Whenever I think of Ray, I become overwhelmed with nostalgia. His books were a major part of my childhood and they contributed to the values that I hold still as an adult. Being an Indian, Ray took elements of multicultural, post-partition India and dichotomised them in his stories. A great example of this would be his 12 minutes long short film Two (available on YouTube), which tells the story of two boys, one living in a building, the other in a small hut. The two boys duel using the collection of toys each possesses, as a bid to outclass the other, with the rich boy's expensive toys defeating the latter's kites, flutes, and other handmade wares. Yet the poor boy retreats to his hut with his flute under an open sky, while the rich boy stays confined in his flat, alone, with only his battery-run robot for company. The robot walks unguided right into the tower he built, crashing it like a house of cards.
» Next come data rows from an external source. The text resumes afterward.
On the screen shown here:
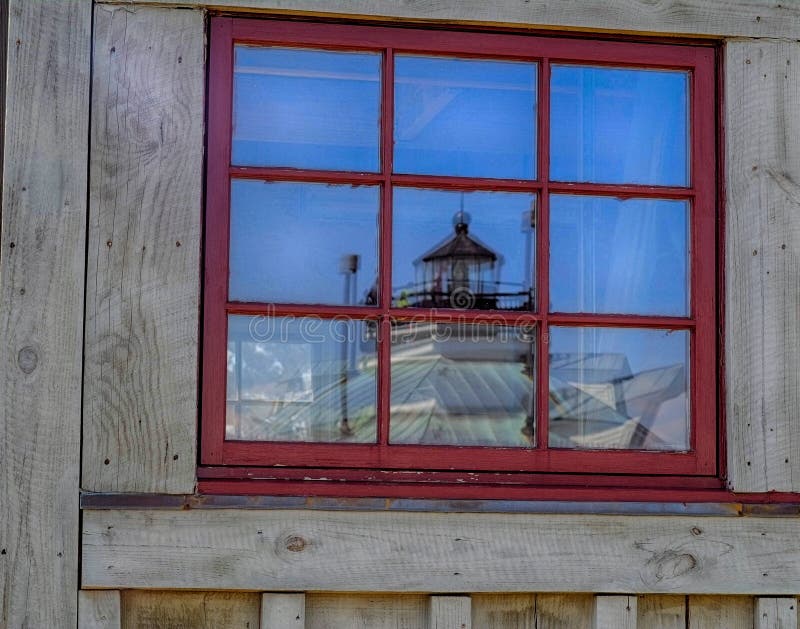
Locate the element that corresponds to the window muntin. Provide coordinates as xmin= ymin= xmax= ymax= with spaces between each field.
xmin=203 ymin=20 xmax=717 ymax=474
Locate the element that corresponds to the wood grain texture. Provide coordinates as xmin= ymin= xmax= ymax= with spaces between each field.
xmin=637 ymin=594 xmax=686 ymax=629
xmin=101 ymin=0 xmax=800 ymax=38
xmin=260 ymin=592 xmax=306 ymax=629
xmin=754 ymin=597 xmax=798 ymax=629
xmin=688 ymin=596 xmax=753 ymax=629
xmin=82 ymin=6 xmax=205 ymax=493
xmin=472 ymin=594 xmax=536 ymax=629
xmin=78 ymin=590 xmax=122 ymax=629
xmin=592 ymin=595 xmax=638 ymax=629
xmin=0 ymin=0 xmax=91 ymax=629
xmin=536 ymin=594 xmax=594 ymax=629
xmin=82 ymin=509 xmax=800 ymax=595
xmin=725 ymin=39 xmax=800 ymax=492
xmin=428 ymin=596 xmax=472 ymax=629
xmin=122 ymin=591 xmax=260 ymax=629
xmin=306 ymin=584 xmax=428 ymax=629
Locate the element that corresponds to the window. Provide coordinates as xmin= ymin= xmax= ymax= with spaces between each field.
xmin=200 ymin=18 xmax=719 ymax=496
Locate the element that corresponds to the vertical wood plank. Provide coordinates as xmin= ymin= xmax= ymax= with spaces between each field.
xmin=471 ymin=594 xmax=536 ymax=629
xmin=0 ymin=0 xmax=92 ymax=629
xmin=536 ymin=594 xmax=594 ymax=629
xmin=754 ymin=596 xmax=798 ymax=629
xmin=78 ymin=590 xmax=122 ymax=629
xmin=725 ymin=41 xmax=800 ymax=492
xmin=82 ymin=5 xmax=205 ymax=493
xmin=592 ymin=595 xmax=637 ymax=629
xmin=306 ymin=594 xmax=428 ymax=629
xmin=122 ymin=590 xmax=260 ymax=629
xmin=637 ymin=595 xmax=686 ymax=629
xmin=261 ymin=593 xmax=306 ymax=629
xmin=428 ymin=596 xmax=472 ymax=629
xmin=689 ymin=596 xmax=753 ymax=629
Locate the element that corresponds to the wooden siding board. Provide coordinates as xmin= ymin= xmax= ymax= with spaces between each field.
xmin=592 ymin=596 xmax=638 ymax=629
xmin=78 ymin=590 xmax=122 ymax=629
xmin=82 ymin=6 xmax=205 ymax=493
xmin=122 ymin=590 xmax=260 ymax=629
xmin=725 ymin=41 xmax=800 ymax=492
xmin=95 ymin=0 xmax=800 ymax=39
xmin=82 ymin=510 xmax=800 ymax=595
xmin=0 ymin=0 xmax=91 ymax=628
xmin=753 ymin=597 xmax=798 ymax=629
xmin=688 ymin=596 xmax=753 ymax=629
xmin=306 ymin=594 xmax=428 ymax=629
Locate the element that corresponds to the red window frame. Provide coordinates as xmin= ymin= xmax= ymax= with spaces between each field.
xmin=198 ymin=17 xmax=722 ymax=496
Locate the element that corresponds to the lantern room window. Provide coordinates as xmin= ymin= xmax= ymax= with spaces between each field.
xmin=200 ymin=18 xmax=719 ymax=493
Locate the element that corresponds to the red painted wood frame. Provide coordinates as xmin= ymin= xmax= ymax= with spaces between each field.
xmin=199 ymin=18 xmax=720 ymax=490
In this way Ray's stories addressed the elephant in the room, exploring how poverty, inequality, corruption, colonialism, caste-based segregation, childhood experiences, and the changing world affected the middle-class Bangali in the early 20th century. Mental health, consumerism, and the dynamics of socio-economic status often made their way into Ray's complex works. While these issues are still being addressed by different schools of thoughts, Ray chose storytelling as his medium to dissect them in a language readers and viewers of all ages and cultures would understand and find relevant, even after half a century since their original release.
In many ways, I believe Ray played a pivotal character in shaping me into the adult I became. His stories made me curious and more accepting of new ideas, of the idea that life is neither white or black, nor right or wrong, how a little bit of patience and tolerance will allow us to venture into avenues we did not know existed. One of my personal favourites from Ray's body of work is Agantuk (The Stranger), a story of a long lost uncle, Manmohan Mitra, played by the legendary Utpal Datta, visiting his niece and her husband and son. The niece and her husband are skeptical of Mitra's identity as he had left home at a very young age, and thus could be an imposter. The film raises more questions than it answers with regards to how the very notion of civilisation needs to be revisited and revised, and how religion often segregates among the very people who practice it.
Ray is still loved and revered both in Bangladesh and in West Bengal. Ananda Publishers own the publishing rights in Kolkata, while in Bangladesh, Nalonda have recently released a nine volume Satyajit Ray collection, which has his complete set of short stories, Professor Shonku, and all the novellas of Feluda. Conversations on these collections thrive in Bangladesh's online book communities, including Litmosphere, Bookstagram BD, and Thriller Pathokder Ashor on Facebook. With the release of the new Feluda web series Feluda Pherot directed by Srijit Mukherjee, the popularity of Satyajit Ray is still at its peak, operating in the legacy of five different Feludas played by Soumitra Chatterjee, Sabyasachi Chakraborty, Abir Chatterjee, Parambrata Chatterjee and this year, Tota Roy Chowdhury. Fifty years after its time, Feluda continues to stand the test of time.
To me, personally, Satyajit Ray is special because in his works, I find friends I may not have seen in years and places I had visited once and long to return to. Even if you do not identify with any of these feelings, I am sure you will at least find yourself in one Ray's tales.